COMMENTARY 792.5: The Journey Through Adolescence

One of the toughest jobs in the world is being a teenager. Everything is in transition. Everything is intense — even apathy.

Kids on the brink of adulthood have to cope with inconsistencies and conflicts. The desire to be special and different clashes with the need to belong and fit in. The desire for independence collides with an aversion to self-reliance and personal responsibility.

Here are five suggestions for improving the journey through adolescence:

1.   Be yourself. Mindless conformity is a prison; express yourself authentically and don’t be afraid to stand out. But don’t dress or behave in extreme ways just to be different or to prove you can. You don’t need orange hair, a nose ring or tattoos to be special. In the end, it’s more important to be respected than noticed.

2.   Don’t expect too much or settle for too little. Don’t expect anyone else to make you happy, but don’t allow others to treat you badly. Hang out with people who bring out the best in you, and be the kind of person who brings out the best in others.

3.   Think of responsibility as a privilege, not a penalty.  Dependability and self-reliance are the tickets to freedom and independence. Don’t waste energy resisting what you have to do. Instead, win others’ trust by doing what you should do.

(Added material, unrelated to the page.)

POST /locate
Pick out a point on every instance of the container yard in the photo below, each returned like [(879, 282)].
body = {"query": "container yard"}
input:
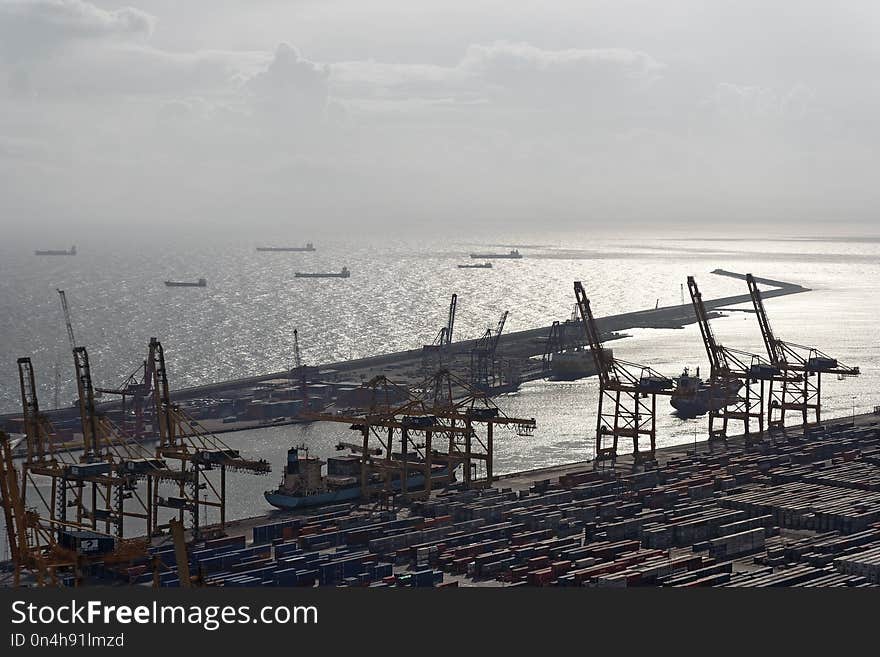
[(789, 510), (791, 501)]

4.   Think ahead. The choices you make today will shape tomorrow. Remember that every act has a consequence. Pleasure lasts for a moment, happiness lasts much longer. Be careful: just because it feels good doesn’t make it good.

5.   Take charge of your own life. Your life is your ship; be the captain, not a passenger. Figure out what needs to be done to improve your life and make it happen. Your attitudes are more important than your aptitudes. You can’t control what happens to you, but you control what happens in you. Don’t whine, win.

This is Michael Josephson reminding you that character counts.